Spaces:
Sleeping
News Scraper — Multi-Language CLI
Overview
A command-line tool for scraping news from ABP Live in English and Hindi simultaneously. Each language has its own LanguageConfig and Scraper subclass. Adding a new language requires only a config entry and a scraper class — no changes to the CLI, file management, or upload logic.
| Flag | Source | Language |
|---|---|---|
--english |
news.abplive.com |
English |
--hindi |
www.abplive.com |
Hindi |
Setup & Installation
Python 3.10 is required.
py -3.10 -m venv venv
.\venv\Scripts\activate # Windows
source venv/bin/activate # Linux / macOS
# Install uv, then install deps for your language
pip install uv
uv pip install -r requirements-ci-english.txt # for English
uv pip install -r requirements-ci-hindi.txt # for Hindi
Usage
A language flag (--english or --hindi) is always required.
List Available Categories
python backend/web-scraping/news-scrape.py --english --list
python backend/web-scraping/news-scrape.py --hindi --list
Scrape a Category
python backend/web-scraping/news-scrape.py --english --category sports
python backend/web-scraping/news-scrape.py --english --category technology
python backend/web-scraping/news-scrape.py --hindi --category politics
python backend/web-scraping/news-scrape.py --hindi --category latest
Search
python backend/web-scraping/news-scrape.py --english --search "climate change"
python backend/web-scraping/news-scrape.py --english --search "stock market"
python backend/web-scraping/news-scrape.py --english --search "pune" --pages 3
python backend/web-scraping/news-scrape.py --hindi --search "पुणे"

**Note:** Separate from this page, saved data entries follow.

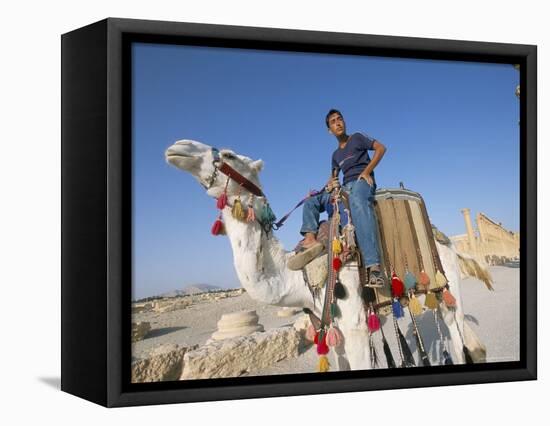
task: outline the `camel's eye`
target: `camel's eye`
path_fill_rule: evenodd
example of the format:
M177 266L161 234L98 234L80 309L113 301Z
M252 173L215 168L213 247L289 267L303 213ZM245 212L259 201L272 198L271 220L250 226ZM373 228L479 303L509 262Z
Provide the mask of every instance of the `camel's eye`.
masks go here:
M221 156L224 160L236 160L237 157L231 152L222 152Z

python backend/web-scraping/news-scrape.py --hindi --search "पुणे" --pages 3
--pages / --page is optional and defaults to 1.
Available Categories
English (--english)
| Key | Display Name |
|---|---|
top |
Top News |
business |
Business |
entertainment |
Entertainment |
sports |
Sports |
lifestyle |
Lifestyle |
technology |
Technology |
elections |
Elections |
Hindi (--hindi)
| Key | Display Name |
|---|---|
top |
Top News |
entertainment |
Entertainment |
sports |
Sports |
politics |
Politics |
latest |
Latest News |
technology |
Technology |
lifestyle |
Lifestyle |
business |
Business |
world |
World News |
crime |
Crime |
How It Works
Scraping Pipeline
1. LINK DISCOVERY
|
+-- Category mode: fetch category page, extract article URLs via regex
+-- Search mode: fetch page 1 by default, or up to N pages via --pages
| page 1: /search?s=query
| page 2+: /search/page-2?s=query, /search/page-3?s=query
| stops early if a page returns no article links
|
Concurrency: up to SCRAPING_MAX_WORKERS parallel workers (default: 10)
|
2. CONTENT EXTRACTION
|
+-- English (EnglishScraper): finds <div class="abp-story-article"> or "article-content"

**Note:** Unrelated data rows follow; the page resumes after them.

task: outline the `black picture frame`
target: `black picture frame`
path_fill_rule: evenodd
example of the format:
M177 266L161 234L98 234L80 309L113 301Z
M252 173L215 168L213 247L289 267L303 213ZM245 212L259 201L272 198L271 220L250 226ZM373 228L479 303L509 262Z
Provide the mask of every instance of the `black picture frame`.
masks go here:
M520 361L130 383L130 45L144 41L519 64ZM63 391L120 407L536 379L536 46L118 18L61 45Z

+-- Hindi (HindiScraper): finds <div class="abp-story-detail"> or "story-detail"
|
Extracts: id, title, content (<p> tags), author, published_date, url
Skips: /photo-gallery/ and /videos/ pages (no plain text)
|
3. SAVE & UPLOAD
|
+-- JSON saved to articles/{language}/categories/{category}/{timestamp}.json
+-- Search JSON saved to articles/{language}/search_queries/{query}/{timestamp}.json
+-- Uploaded to Cloudinary as resource_type="raw"
Article Link Patterns
- English: URLs matching
abplive.com/...-{numeric_id}or ending in.html - Hindi: URLs matching
abplive.com/.+-{6+ digit numeric ID}, excluding photo-gallery and video paths
Output Structure
Category Scraping
articles/
+-- english/
| +-- categories/
| +-- {category}/
| +-- {day}_{month}_{hour}_{minute}_{ampm}.json
+-- hindi/
+-- categories/
+-- {category}/
+-- {day}_{month}_{hour}_{minute}_{ampm}.json
Search Queries
articles/
+-- english/
+-- search_queries/
+-- {sanitized_query}/
+-- {day}_{month}_{hour}_{minute}_{ampm}.json
+-- hindi/
+-- search_queries/
+-- {sanitized_query}/
+-- {day}_{month}_{hour}_{minute}_{ampm}.json
Timestamp examples: 1_feb_2_30_pm · 15_jan_9_45_am
Article Data Format
Each scraped article:
{
"id": "1827329",
"language": "english",
"category": "Sports",
"title": "Article Title Here",
"author": "Author Name",
"published_date": "2026-02-01",
"url": "https://news.abplive.com/sports/...",
"content": "Full article text paragraph by paragraph...",
"scraped_at": "2026-02-01T14:30:00.000000+00:00"
}
The language field ("english" or "hindi") flows through every pipeline stage and is stored in Supabase for filtering.
Configuration
| Setting | Environment Variable | Default |
|---|---|---|
| Concurrent workers | SCRAPING_MAX_WORKERS |
10 |
| Request timeout | SCRAPING_TIMEOUT |
30 (seconds) |
Error Handling
- Network timeouts are caught per article; failed articles are counted but do not abort the run
- HTTP non-200 responses are logged and skipped
- Articles with no extractable
<h1>title or content<p>tags are skipped - Hindi photo-gallery and video URLs are excluded during link discovery
- Duplicate URLs within a single run are filtered by using a
set
Adding a New Language (Developer Guide)
Step 1: Add a LanguageConfig in news-scrape.py
_MR_BASE = "https://marathi.abplive.com"
MARATHI_CONFIG = LanguageConfig(
base_url=_MR_BASE,
categories={
"top": {"name": "Top News", "url": f"{_MR_BASE}/news"},
"sports": {"name": "Sports", "url": f"{_MR_BASE}/sports"},
},
search_url_tpl=None, # set if the site supports search
scraper_class_name="MarathiScraper",
output_subfolder="marathi",
)
Step 2: Register it in LANGUAGE_CONFIGS
LANGUAGE_CONFIGS: Dict[str, LanguageConfig] = {
"english": ENGLISH_CONFIG,
"hindi": HINDI_CONFIG,
"marathi": MARATHI_CONFIG, # <- add here
}
Step 3: Write a Scraper subclass
class MarathiScraper(BaseScraper):
def _extract_links(self, soup, src_url, is_search=False):
# return Set[str] of article URLs
...
def parse_article(self, link: str, category: str):
# return Dict with keys: id, language, category, title,
# author, published_date, url, content, scraped_at
# or return None on failure
...
Register in the factory dict at the bottom of news-scrape.py:
_SCRAPER_CLASSES = {
"EnglishScraper": EnglishScraper,
"HindiScraper": HindiScraper,
"MarathiScraper": MarathiScraper, # <- add here
}
The --marathi CLI flag, output paths, Cloudinary upload, and all downstream pipeline steps work automatically.